On the morning of her birthday, Lera woke earlier than usual. Deep in her methodical, calculating mind, a tiny irrational worm of hope stirred. Barely noticeable, but there. What if he breaks the system? What if something human wakes in him, something stronger than resentment and stubbornness? Maybe he’ll just leave a chocolate on her pillow or say two simple words. That would be enough to blast her spreadsheet to hell, and she would gladly delete the file forever.
Roma walked into the kitchen, ostentatiously humming some jingle from an ad under his breath. He opened the fridge, took out eggs and bacon, and banged the skillet loudly on the stove. He didn’t look at her once. The oil sizzled; the apartment filled with the appetizing smell of a breakfast made for him alone. He wasn’t acting like a man who’d forgotten. He was acting like a man who remembered very well and was taking sadistic pleasure in it. The worm of hope inside Lera died before it really came to life. She silently finished her coffee, got up, and went to the bedroom.
That evening he came home from work with the air of someone for whom this was just another Tuesday. He tossed his keys on the stand, walked into the living room, flopped onto the sofa, and turned on the TV. Lera sat in her armchair with the laptop on her knees. She waited. She’d given him this chance. He hadn’t taken it.
She silently turned the laptop toward him. He flicked an irritated glance at the screen and stared back at the TV.
“I don’t have time for your charts, I’m tired.”
“It will take one second,” her voice was calm, but in that calm was the chill of metal.
Slowly, with surgical precision, she placed the cursor in the cell opposite the label “Lera’s Birthday.” There, in the column “Roma’s Gift to Lera,” she entered a single character. A large, bold, uncompromising “0.” Then she moved the cursor to the neighboring “Budget/Effort” cell and typed the same. Zero. The cursor blinked on the screen, lighting his frozen face.
“There,” she said. “Balance drawn. Account zeroed. Now everything is fair, just as you wanted.”
And then he snapped. He jumped up, his face contorted with rage.
“You’re sick! Completely sick in the head with your bookkeeping! You killed everything alive between us with your tables and zeros! You wanted a system—you got one! What did you expect, flowers? Fireworks? They weren’t in the budget approved by your own idiotic regulations!”
Lera slowly closed the laptop lid. The click was deafening in the sudden silence. She looked up at him, and now there was neither cold nor calculation in her eyes. They blazed with a pure, white fire of contempt.
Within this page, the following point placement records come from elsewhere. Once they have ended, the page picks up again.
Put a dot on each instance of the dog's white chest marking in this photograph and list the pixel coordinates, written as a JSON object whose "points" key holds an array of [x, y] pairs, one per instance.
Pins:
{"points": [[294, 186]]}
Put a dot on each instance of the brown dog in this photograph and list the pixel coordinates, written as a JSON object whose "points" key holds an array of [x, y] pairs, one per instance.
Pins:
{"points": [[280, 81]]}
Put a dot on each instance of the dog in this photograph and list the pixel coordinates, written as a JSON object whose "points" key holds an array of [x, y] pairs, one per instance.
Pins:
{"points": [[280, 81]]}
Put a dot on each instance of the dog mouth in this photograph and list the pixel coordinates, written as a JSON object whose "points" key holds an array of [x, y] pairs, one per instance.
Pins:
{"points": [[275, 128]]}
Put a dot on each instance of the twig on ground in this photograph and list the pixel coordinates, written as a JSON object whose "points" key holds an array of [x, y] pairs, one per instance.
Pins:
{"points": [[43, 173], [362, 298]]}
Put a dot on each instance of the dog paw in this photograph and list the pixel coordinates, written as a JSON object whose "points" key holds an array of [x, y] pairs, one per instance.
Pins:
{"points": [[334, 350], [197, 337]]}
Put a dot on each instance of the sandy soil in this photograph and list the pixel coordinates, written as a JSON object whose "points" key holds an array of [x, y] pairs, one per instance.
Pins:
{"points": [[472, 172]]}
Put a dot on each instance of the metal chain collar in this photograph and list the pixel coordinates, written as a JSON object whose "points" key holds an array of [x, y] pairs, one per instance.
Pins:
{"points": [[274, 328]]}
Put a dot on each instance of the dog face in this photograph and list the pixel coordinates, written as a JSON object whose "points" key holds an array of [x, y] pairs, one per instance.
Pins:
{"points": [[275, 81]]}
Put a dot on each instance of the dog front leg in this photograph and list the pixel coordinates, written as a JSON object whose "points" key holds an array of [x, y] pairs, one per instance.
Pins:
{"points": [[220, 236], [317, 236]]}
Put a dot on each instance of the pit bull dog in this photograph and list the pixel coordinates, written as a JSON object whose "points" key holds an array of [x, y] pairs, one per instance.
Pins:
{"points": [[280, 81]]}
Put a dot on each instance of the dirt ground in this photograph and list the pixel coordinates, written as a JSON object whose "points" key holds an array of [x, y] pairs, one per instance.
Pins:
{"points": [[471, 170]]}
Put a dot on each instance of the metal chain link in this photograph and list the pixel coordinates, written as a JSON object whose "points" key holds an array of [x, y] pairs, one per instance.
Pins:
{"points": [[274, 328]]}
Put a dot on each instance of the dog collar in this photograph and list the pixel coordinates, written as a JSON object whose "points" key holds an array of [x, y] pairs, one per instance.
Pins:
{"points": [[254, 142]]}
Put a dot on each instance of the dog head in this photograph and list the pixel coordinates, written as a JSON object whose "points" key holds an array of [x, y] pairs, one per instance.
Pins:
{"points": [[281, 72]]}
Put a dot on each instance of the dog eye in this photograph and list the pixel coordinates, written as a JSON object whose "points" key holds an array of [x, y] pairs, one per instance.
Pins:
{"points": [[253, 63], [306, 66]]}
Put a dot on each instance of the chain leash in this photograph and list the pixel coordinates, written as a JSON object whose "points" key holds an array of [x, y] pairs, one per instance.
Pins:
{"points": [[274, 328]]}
“You’re so predictable, Roma. You still think it’s about gifts. It’s not about the gift. It’s about the fact you didn’t forget. You remembered. Every hour of this day you remembered and relished hurting me. You wanted to punish me, humiliate me, show who’s boss. You didn’t want fairness. You wanted cruelty. And you know what? You succeeded. Only you weren’t punishing me. You were signing your own sentence. You proved there’s nothing inside you. An absolute zero. Just like in my table.”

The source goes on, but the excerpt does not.